Good to know OpinionJournal has a sense of humor.
But I have a better solution, one that's even more radical but allows you to stay in your American suburb, work within the old-fashioned American free market and avoid religious vows. How about banding together with some other students to hire tutors?
There are thousands of under-employed Ph.D.s in America who could be paid to offer college-level courses in your living room. If 10 students banded together and put up $10,000 each--students who, say, couldn't care less about football, don't need a Women's Center and have no urge to join Delta Delta Delta--they could hire two high-end intellectuals, pay them $50,000 each and get personal instruction.
Higher Learning, a Tutorial
Pop quiz: Is the cost of a college education worth it? (No.) Is there an alternative? (Yes.)
BY MARK OPPENHEIMER
Friday, February 17, 2006 12:01 a.m.

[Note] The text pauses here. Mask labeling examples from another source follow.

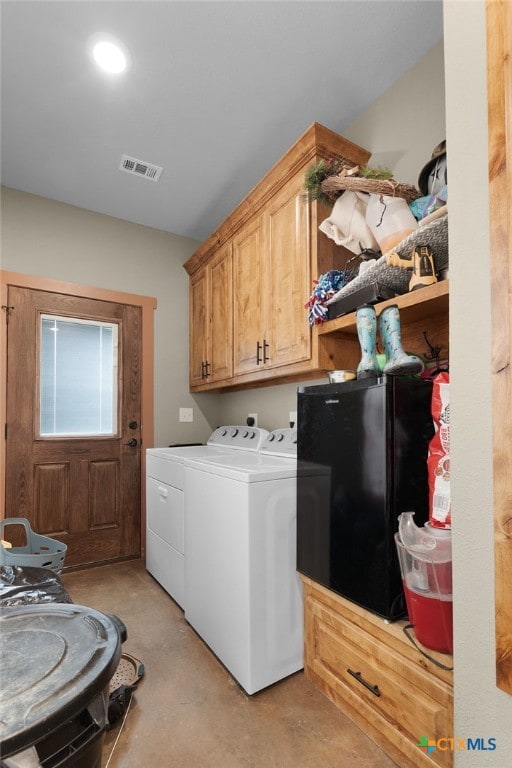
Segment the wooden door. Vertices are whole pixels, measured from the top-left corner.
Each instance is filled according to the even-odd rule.
[[[227,243],[209,265],[208,381],[233,375],[233,260]]]
[[[261,218],[244,226],[233,243],[234,373],[251,373],[265,364],[268,303]]]
[[[269,364],[274,368],[311,357],[311,332],[304,308],[311,293],[309,203],[304,197],[304,171],[271,200],[265,224],[272,297]]]
[[[204,384],[208,351],[208,267],[190,280],[190,386]]]
[[[9,286],[6,516],[68,546],[66,566],[139,556],[141,550],[140,307]],[[41,323],[112,325],[118,392],[112,434],[45,434],[40,420]],[[113,353],[115,361],[115,353]],[[79,382],[68,382],[69,388]],[[87,411],[84,395],[79,410]]]

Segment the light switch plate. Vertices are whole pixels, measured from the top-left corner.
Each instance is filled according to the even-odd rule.
[[[180,421],[194,421],[194,409],[180,408]]]

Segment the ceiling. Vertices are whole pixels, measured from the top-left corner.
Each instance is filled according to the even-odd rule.
[[[442,29],[441,0],[2,0],[2,184],[203,240],[311,123],[343,133]],[[123,75],[91,61],[98,33],[128,48]]]

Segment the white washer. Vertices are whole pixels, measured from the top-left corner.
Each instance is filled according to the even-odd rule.
[[[297,432],[185,468],[185,618],[249,694],[303,667]]]
[[[256,453],[268,435],[257,427],[224,426],[206,445],[146,451],[146,568],[180,605],[185,605],[185,460]]]

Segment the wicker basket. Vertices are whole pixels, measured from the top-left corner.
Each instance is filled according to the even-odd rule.
[[[448,214],[423,226],[420,225],[415,232],[402,240],[393,250],[402,258],[408,258],[412,251],[420,245],[428,245],[432,249],[437,273],[448,267]],[[365,288],[375,282],[390,288],[397,294],[408,293],[411,270],[412,263],[411,269],[388,266],[386,254],[383,254],[376,260],[371,269],[351,280],[326,303],[332,304],[337,299],[350,296],[359,288]]]
[[[59,574],[64,567],[67,546],[57,539],[34,533],[25,517],[8,517],[0,520],[1,538],[4,539],[4,529],[9,525],[21,525],[25,529],[27,544],[24,547],[4,547],[0,544],[0,566],[31,566],[33,568],[48,568]]]

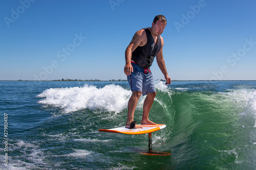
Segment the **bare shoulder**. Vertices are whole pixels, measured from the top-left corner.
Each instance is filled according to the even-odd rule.
[[[160,35],[160,37],[161,38],[161,42],[162,42],[162,46],[163,45],[163,38],[162,37],[162,36]]]
[[[144,45],[147,41],[146,34],[143,29],[140,30],[134,34],[132,42],[138,44],[138,45]]]

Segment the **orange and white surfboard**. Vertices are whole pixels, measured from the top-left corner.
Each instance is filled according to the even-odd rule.
[[[138,135],[155,132],[166,127],[164,124],[158,125],[139,125],[142,127],[142,129],[129,129],[124,126],[110,129],[99,129],[99,132],[119,133],[130,135]]]

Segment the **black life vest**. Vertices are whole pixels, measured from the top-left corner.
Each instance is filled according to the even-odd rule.
[[[148,28],[143,29],[147,37],[145,45],[138,46],[132,54],[132,60],[143,68],[150,68],[157,54],[162,47],[160,36],[157,37],[156,45]]]

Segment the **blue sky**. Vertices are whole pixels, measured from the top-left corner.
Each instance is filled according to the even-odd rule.
[[[254,0],[0,2],[0,80],[126,79],[134,33],[164,15],[172,80],[256,80]],[[155,61],[155,79],[164,79]]]

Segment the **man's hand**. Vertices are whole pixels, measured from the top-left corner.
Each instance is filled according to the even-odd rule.
[[[166,82],[165,83],[165,85],[169,85],[170,84],[170,82],[172,80],[170,80],[169,76],[167,75],[166,76],[164,76],[164,78],[166,80]]]
[[[133,67],[131,63],[127,63],[124,66],[124,74],[126,76],[131,75],[131,72],[133,72]]]

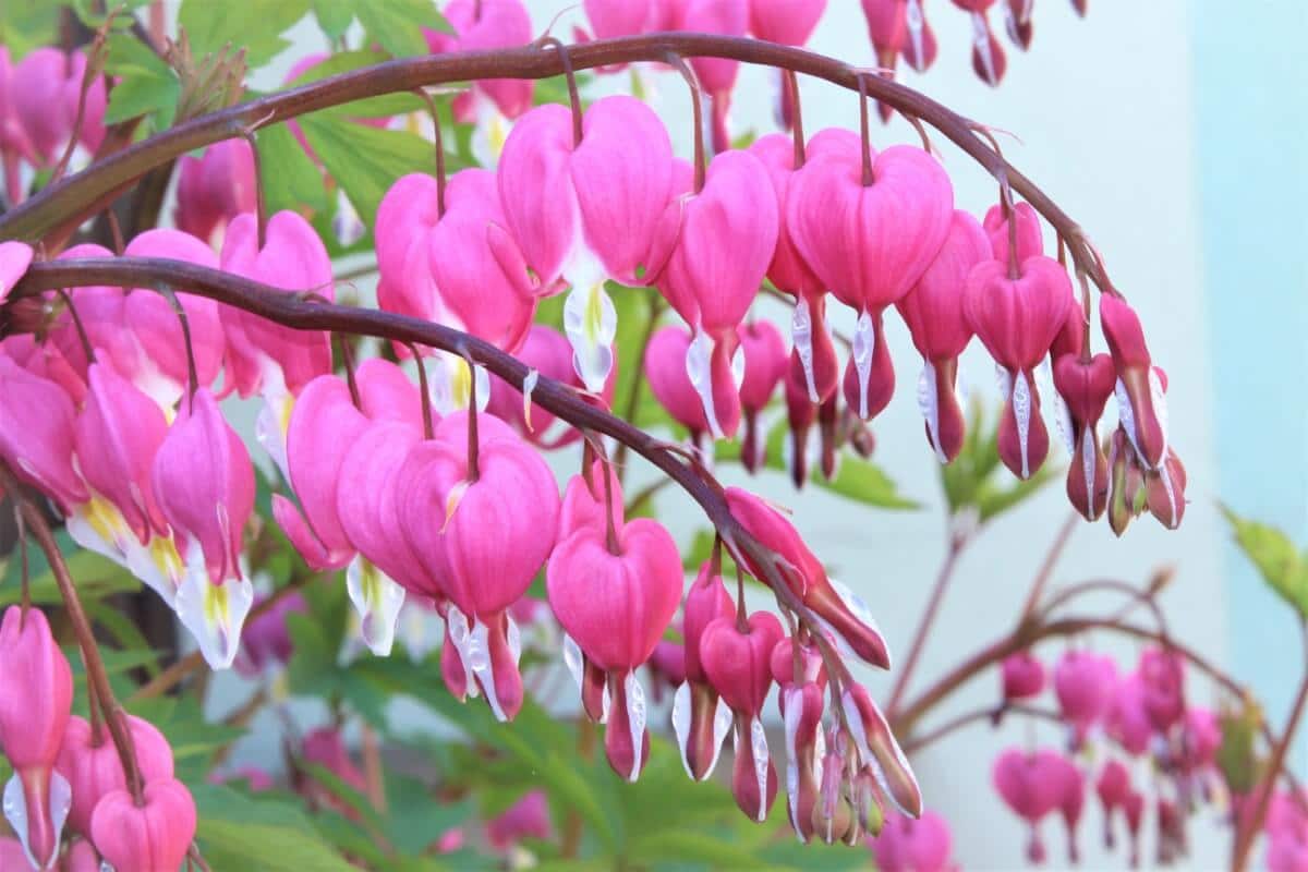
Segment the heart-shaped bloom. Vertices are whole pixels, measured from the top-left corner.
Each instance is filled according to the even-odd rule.
[[[173,220],[179,230],[221,246],[228,224],[256,207],[254,154],[243,139],[215,143],[199,157],[178,161]]]
[[[950,178],[926,152],[897,145],[874,156],[865,180],[861,153],[844,148],[804,163],[786,208],[799,254],[859,314],[845,397],[871,418],[895,391],[882,312],[912,290],[944,244],[954,216]]]
[[[680,234],[668,244],[678,222]],[[777,227],[768,171],[748,152],[713,158],[704,190],[670,205],[661,221],[655,246],[671,254],[657,282],[695,336],[685,370],[714,438],[734,435],[740,424],[736,328],[772,261]]]
[[[616,505],[621,498],[620,490],[610,494]],[[586,663],[607,673],[604,749],[613,771],[636,780],[649,760],[649,732],[634,671],[654,652],[681,599],[676,543],[647,518],[579,524],[549,556],[545,590]]]
[[[785,563],[777,569],[795,596],[804,601],[854,654],[875,667],[888,669],[889,650],[886,639],[867,614],[867,607],[838,582],[827,577],[827,570],[799,537],[799,532],[780,511],[759,497],[739,488],[727,488],[727,506],[736,520],[765,548],[781,554]],[[759,579],[769,573],[752,558],[742,562]],[[773,567],[769,565],[769,570]]]
[[[1049,454],[1033,370],[1049,353],[1073,306],[1067,271],[1042,255],[1011,264],[986,260],[968,275],[963,312],[1001,370],[999,456],[1029,478]]]
[[[853,144],[857,146],[857,143]],[[791,239],[787,201],[795,167],[795,146],[781,133],[763,136],[749,146],[772,179],[777,193],[777,247],[768,265],[768,280],[787,294],[794,295],[795,309],[790,320],[790,339],[794,345],[791,366],[800,383],[807,387],[814,403],[829,397],[840,378],[836,346],[827,328],[827,286],[808,267]],[[819,149],[820,154],[820,149]]]
[[[46,616],[18,605],[0,621],[0,752],[13,766],[4,814],[31,868],[44,869],[59,850],[71,801],[55,760],[72,709],[72,669]]]
[[[124,724],[132,737],[132,753],[141,779],[146,783],[173,778],[173,749],[153,724],[135,715],[126,715]],[[105,727],[92,729],[85,718],[68,720],[55,769],[72,786],[72,808],[68,826],[75,833],[90,835],[90,817],[106,794],[127,790],[127,775],[118,749]]]
[[[913,290],[896,306],[922,354],[922,375],[917,400],[926,418],[926,438],[940,463],[948,463],[963,450],[967,420],[955,384],[959,356],[972,340],[972,328],[963,315],[968,275],[990,259],[990,243],[977,220],[956,209],[950,233],[939,254],[926,268]]]
[[[549,468],[508,425],[445,417],[409,450],[398,475],[399,526],[433,588],[449,600],[446,624],[464,668],[501,720],[522,706],[517,626],[505,611],[555,544],[559,488]],[[475,459],[470,456],[475,450]],[[404,578],[398,578],[402,584]],[[412,582],[409,582],[412,583]]]
[[[577,374],[599,392],[613,365],[617,312],[604,281],[650,269],[650,246],[674,195],[672,144],[658,115],[633,97],[598,101],[576,140],[572,112],[531,110],[500,161],[506,227],[545,293],[572,288],[564,328]]]
[[[760,822],[777,796],[777,769],[759,715],[772,686],[772,650],[785,634],[774,614],[755,612],[747,624],[719,617],[700,638],[704,672],[735,714],[731,792],[740,811]]]
[[[146,782],[144,804],[126,790],[106,794],[90,818],[92,842],[115,869],[171,872],[195,838],[195,800],[175,778]]]
[[[225,669],[241,647],[241,625],[254,601],[239,558],[254,511],[254,465],[209,391],[200,388],[178,409],[154,455],[150,482],[186,561],[178,617],[209,665]]]

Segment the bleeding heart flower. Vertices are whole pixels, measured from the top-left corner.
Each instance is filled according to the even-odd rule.
[[[780,567],[766,569],[780,571],[795,596],[825,621],[854,654],[875,667],[888,669],[889,650],[867,614],[867,607],[844,586],[837,587],[838,582],[827,578],[827,570],[790,522],[747,490],[727,488],[726,499],[736,520],[785,561]],[[769,573],[752,558],[740,556],[739,560],[756,578],[769,578]]]
[[[124,715],[123,723],[132,737],[136,767],[145,783],[173,778],[173,749],[153,724],[135,715]],[[97,728],[85,718],[68,720],[59,749],[56,771],[72,786],[72,808],[68,826],[75,833],[90,837],[90,818],[101,797],[112,791],[127,790],[127,775],[110,741],[109,731]]]
[[[225,669],[241,647],[241,625],[254,601],[239,558],[254,511],[254,465],[208,390],[178,409],[154,455],[150,482],[186,561],[178,617],[209,665]]]
[[[853,145],[857,148],[857,141]],[[768,170],[772,187],[777,193],[777,247],[768,267],[768,280],[787,294],[794,295],[795,309],[790,320],[790,339],[794,344],[791,367],[802,384],[807,387],[808,399],[820,403],[836,391],[840,378],[840,362],[836,360],[836,346],[827,328],[827,286],[810,269],[791,239],[790,212],[787,201],[790,183],[795,167],[795,146],[790,137],[781,133],[763,136],[749,146]],[[820,154],[821,149],[818,149]]]
[[[610,499],[621,505],[616,482],[610,488]],[[607,673],[612,703],[604,749],[613,771],[636,780],[649,760],[649,732],[645,690],[634,671],[649,660],[681,597],[676,544],[647,518],[579,524],[555,546],[545,566],[545,591],[586,664]],[[579,673],[576,665],[574,672]],[[585,698],[585,681],[582,689]],[[587,714],[593,718],[594,709],[591,702]]]
[[[777,796],[777,769],[759,719],[772,686],[772,650],[785,638],[770,612],[719,617],[704,628],[700,662],[709,682],[735,713],[731,792],[751,820],[763,822]]]
[[[921,149],[897,145],[875,154],[870,178],[863,178],[861,159],[848,146],[810,159],[791,179],[786,208],[799,254],[859,314],[845,399],[869,420],[895,391],[882,312],[913,289],[939,254],[954,188]]]
[[[144,804],[126,790],[106,794],[90,818],[92,842],[115,869],[171,872],[195,839],[195,800],[175,778],[145,784]]]
[[[1011,260],[986,260],[968,275],[963,312],[1001,369],[999,456],[1020,478],[1029,478],[1049,454],[1035,367],[1071,305],[1067,271],[1050,258],[1028,258],[1016,269]]]
[[[254,153],[243,139],[215,143],[200,157],[178,162],[173,216],[179,230],[221,247],[228,224],[256,207]]]
[[[740,424],[736,328],[772,260],[777,226],[766,170],[748,152],[713,158],[704,190],[668,207],[661,222],[655,246],[671,254],[655,281],[695,335],[685,371],[714,438],[734,435]]]
[[[917,400],[926,418],[926,438],[940,463],[950,463],[963,450],[967,418],[955,386],[959,356],[972,340],[963,301],[972,268],[989,258],[990,244],[981,225],[969,213],[955,210],[935,260],[896,303],[922,354]]]
[[[55,771],[72,709],[72,669],[44,613],[18,605],[0,621],[0,752],[13,766],[4,816],[31,868],[44,869],[72,800],[68,780]]]

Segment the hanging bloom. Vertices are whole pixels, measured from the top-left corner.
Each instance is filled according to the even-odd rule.
[[[772,395],[786,373],[786,345],[776,327],[769,322],[756,320],[740,331],[740,352],[744,354],[744,378],[740,379],[744,438],[740,442],[740,461],[746,469],[755,472],[763,465],[766,448],[759,434],[759,412],[772,401]]]
[[[634,671],[649,660],[676,613],[681,560],[662,524],[623,519],[616,481],[600,489],[607,493],[594,498],[607,501],[612,514],[598,503],[604,522],[564,531],[545,566],[545,590],[555,617],[586,662],[607,673],[604,750],[613,771],[634,782],[649,760],[645,690]]]
[[[1057,260],[1028,258],[1018,264],[988,260],[968,275],[963,312],[999,367],[1005,397],[999,456],[1020,478],[1029,478],[1049,454],[1040,417],[1035,367],[1067,318],[1071,280]]]
[[[241,540],[254,511],[250,452],[201,388],[178,409],[150,473],[186,575],[177,613],[215,669],[232,665],[254,587],[241,573]]]
[[[821,149],[816,150],[820,153]],[[755,140],[749,152],[768,170],[772,188],[777,193],[777,247],[768,265],[768,280],[778,290],[795,298],[790,318],[790,339],[794,344],[791,367],[806,386],[808,399],[820,403],[836,391],[840,362],[827,327],[827,286],[799,255],[791,238],[787,201],[791,179],[799,170],[794,163],[795,146],[790,137],[770,133]]]
[[[0,456],[65,514],[88,499],[73,469],[72,400],[59,384],[0,354]]]
[[[433,55],[454,51],[517,48],[532,39],[531,16],[522,0],[451,0],[442,9],[454,35],[424,30]],[[494,167],[513,119],[531,109],[535,82],[523,78],[479,78],[454,98],[454,118],[475,124],[472,154]]]
[[[1117,681],[1117,667],[1109,656],[1090,651],[1067,651],[1054,667],[1054,693],[1063,720],[1074,729],[1079,745],[1108,707]]]
[[[164,733],[135,715],[126,715],[123,722],[132,737],[132,753],[144,782],[173,778],[173,749]],[[85,718],[72,716],[64,729],[55,770],[72,786],[69,829],[90,837],[92,813],[101,797],[127,790],[123,762],[110,741],[109,729],[103,726],[93,729]]]
[[[1053,750],[1025,752],[1012,748],[994,762],[994,787],[1003,801],[1031,825],[1027,859],[1044,863],[1045,845],[1040,820],[1058,808],[1063,799],[1063,758]]]
[[[954,216],[954,188],[934,157],[905,145],[874,154],[865,179],[862,150],[850,148],[848,135],[840,139],[846,144],[833,143],[829,153],[824,146],[821,157],[794,175],[786,209],[799,254],[858,312],[845,399],[866,421],[895,391],[882,312],[913,289],[939,254]]]
[[[685,684],[672,699],[672,728],[681,749],[681,765],[695,780],[705,780],[718,763],[718,754],[732,718],[727,703],[709,681],[700,655],[704,630],[718,618],[731,617],[735,605],[722,577],[709,561],[685,595],[681,638],[685,639]]]
[[[709,682],[735,714],[731,792],[749,820],[763,822],[777,796],[777,769],[759,715],[772,688],[772,650],[785,638],[772,612],[742,612],[704,628],[700,662]]]
[[[888,814],[886,829],[869,847],[882,872],[951,872],[959,868],[950,859],[954,852],[950,825],[930,811],[917,820]]]
[[[144,804],[126,790],[106,794],[90,818],[92,842],[115,869],[171,872],[195,839],[195,800],[175,778],[146,782]]]
[[[713,158],[704,190],[670,205],[659,225],[655,246],[671,254],[655,281],[695,336],[685,371],[714,438],[735,435],[740,424],[736,328],[772,260],[777,226],[766,170],[748,152]]]
[[[827,577],[827,570],[808,550],[790,522],[747,490],[727,488],[726,499],[736,520],[765,548],[781,554],[787,565],[777,567],[776,571],[781,573],[795,596],[825,621],[854,654],[875,667],[888,669],[889,650],[867,614],[867,607],[852,591]],[[756,578],[770,578],[764,567],[747,556],[743,563]]]
[[[215,143],[199,157],[178,161],[173,220],[179,230],[221,247],[228,224],[256,208],[254,153],[243,139]]]
[[[540,455],[497,418],[479,416],[472,442],[471,414],[442,418],[432,439],[413,446],[396,473],[395,506],[429,579],[419,592],[449,597],[449,638],[467,684],[475,679],[496,718],[508,720],[523,689],[517,625],[505,612],[555,544],[559,488]]]
[[[955,386],[959,356],[972,341],[963,299],[972,268],[989,258],[990,244],[981,225],[969,213],[955,210],[935,260],[896,303],[922,354],[917,401],[926,418],[926,438],[940,463],[954,460],[963,450],[967,418]]]
[[[0,621],[0,752],[13,766],[4,816],[31,868],[44,869],[59,850],[72,799],[68,780],[55,771],[72,709],[72,669],[44,613],[18,605]]]
[[[674,195],[672,144],[658,115],[633,97],[593,105],[576,139],[572,112],[525,115],[500,162],[506,227],[544,293],[570,286],[564,329],[577,374],[599,392],[613,365],[617,312],[606,280],[653,269],[650,246]]]
[[[1045,664],[1031,651],[1020,651],[1003,659],[1003,698],[1006,701],[1031,699],[1045,689]]]

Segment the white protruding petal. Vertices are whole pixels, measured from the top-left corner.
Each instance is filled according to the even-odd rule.
[[[362,554],[345,569],[345,591],[358,613],[360,635],[377,656],[385,658],[395,645],[395,622],[404,605],[404,588]]]
[[[950,459],[940,447],[940,397],[935,390],[935,365],[931,361],[922,362],[922,374],[917,377],[917,408],[926,418],[926,431],[931,437],[931,447],[935,448],[935,459],[948,463]]]
[[[290,429],[290,412],[296,396],[286,390],[266,390],[263,408],[254,424],[255,439],[268,452],[281,471],[284,481],[290,481],[290,467],[286,461],[286,431]]]
[[[1022,477],[1031,477],[1027,442],[1031,439],[1031,383],[1027,374],[1018,371],[1012,383],[1012,417],[1018,422],[1018,447],[1022,451]]]
[[[536,382],[540,380],[540,373],[536,370],[527,370],[527,374],[522,379],[522,420],[527,425],[527,430],[531,430],[531,395],[536,390]]]
[[[691,379],[691,386],[700,395],[704,405],[704,417],[709,422],[709,434],[714,439],[722,438],[722,426],[718,424],[718,412],[713,404],[713,340],[708,333],[695,332],[691,346],[685,349],[685,374]]]
[[[472,630],[468,628],[467,616],[453,603],[445,613],[445,631],[450,634],[450,642],[459,652],[459,663],[463,665],[463,684],[468,696],[480,696],[476,676],[472,675]]]
[[[190,548],[187,571],[177,591],[177,617],[191,631],[211,669],[226,669],[241,650],[241,628],[254,604],[254,584],[247,578],[209,580],[204,558]]]
[[[27,845],[27,797],[22,794],[22,779],[14,773],[4,786],[4,817],[9,821],[10,829],[22,845],[22,852],[27,855],[27,863],[33,869],[48,869],[59,856],[59,839],[63,837],[64,822],[68,820],[68,809],[73,804],[73,791],[68,779],[58,771],[50,773],[50,822],[55,833],[55,854],[44,862],[38,862],[31,855],[31,846]]]
[[[790,315],[790,343],[799,356],[799,363],[804,367],[808,399],[812,403],[820,403],[818,377],[814,374],[814,318],[808,301],[803,297],[795,303],[794,312]]]
[[[628,672],[623,682],[627,697],[627,724],[632,731],[632,771],[627,780],[634,782],[641,777],[641,762],[645,753],[645,722],[649,719],[649,707],[645,703],[645,688],[634,672]]]
[[[854,326],[854,369],[858,371],[858,417],[867,420],[867,382],[872,377],[872,352],[876,350],[876,333],[872,331],[872,316],[859,312]]]
[[[772,754],[768,752],[768,731],[755,715],[749,720],[749,749],[753,752],[753,775],[759,779],[759,822],[768,820],[768,766]]]

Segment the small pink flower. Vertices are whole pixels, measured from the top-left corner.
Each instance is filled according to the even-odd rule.
[[[173,778],[145,784],[137,805],[126,790],[106,794],[90,818],[92,842],[115,869],[171,872],[195,839],[195,800]]]
[[[71,800],[55,760],[72,709],[72,669],[44,613],[17,605],[0,621],[0,752],[13,766],[4,814],[33,868],[46,868]]]

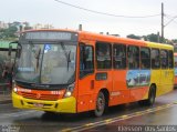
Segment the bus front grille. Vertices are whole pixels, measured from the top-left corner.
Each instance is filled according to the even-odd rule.
[[[59,95],[56,94],[42,94],[42,93],[27,93],[21,92],[21,95],[27,99],[34,99],[34,100],[49,100],[49,101],[56,101],[59,100]]]

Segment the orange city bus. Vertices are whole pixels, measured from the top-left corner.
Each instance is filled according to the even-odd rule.
[[[177,87],[177,53],[174,53],[174,61],[175,61],[175,83],[174,87]]]
[[[173,90],[174,48],[85,31],[30,30],[17,50],[19,109],[101,116],[112,105],[153,105]]]

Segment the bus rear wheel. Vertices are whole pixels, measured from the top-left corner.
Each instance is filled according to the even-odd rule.
[[[98,95],[97,95],[97,99],[96,99],[96,108],[94,110],[94,115],[95,116],[101,116],[104,113],[104,111],[105,111],[105,106],[106,106],[105,95],[101,91],[98,93]]]

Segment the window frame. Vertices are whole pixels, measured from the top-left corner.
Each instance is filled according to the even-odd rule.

EST
Let's say that you're the parent of a high-school senior who has finally sent off all her college applications. (Feb. 1 is about the last deadline.) The fog of stress has lifted, and a sense of normalcy has returned to family dinners. Now it's time to check your savings account.
If your daughter or son is accepted at one of the 10 most expensive schools in the country--George Washington University, say, or Kenyon College--then your tuition bill will be more than $33,000, a figure that doesn't include room, board, books and fees, which can total about $12,000 more a year. If little Madison is bound for the University of Wisconsin at Madison, you'll fare better, but even state-college tuition can be rough: The University of Massachusetts, for example, costs about $14,000 a year, including room and board, if you're a state resident and much more if you're not.
There are federal loans and grants, of course. And private schools often provide financial aid to half of their students, a kind of capitalism/socialism hybrid according to which the families with money subsidize those without (the Swedes like this sort of thing). But even so, higher education has to be considered one of America's greatest market failures: absurdly expensive, with little price competition, tuitions increasing ahead of inflation and no good gauge to measure quality. After all, Cornell might be worth $30,000 a year, but is La Verne University, in La Verne, Calif., worth $22,800, not counting room and board?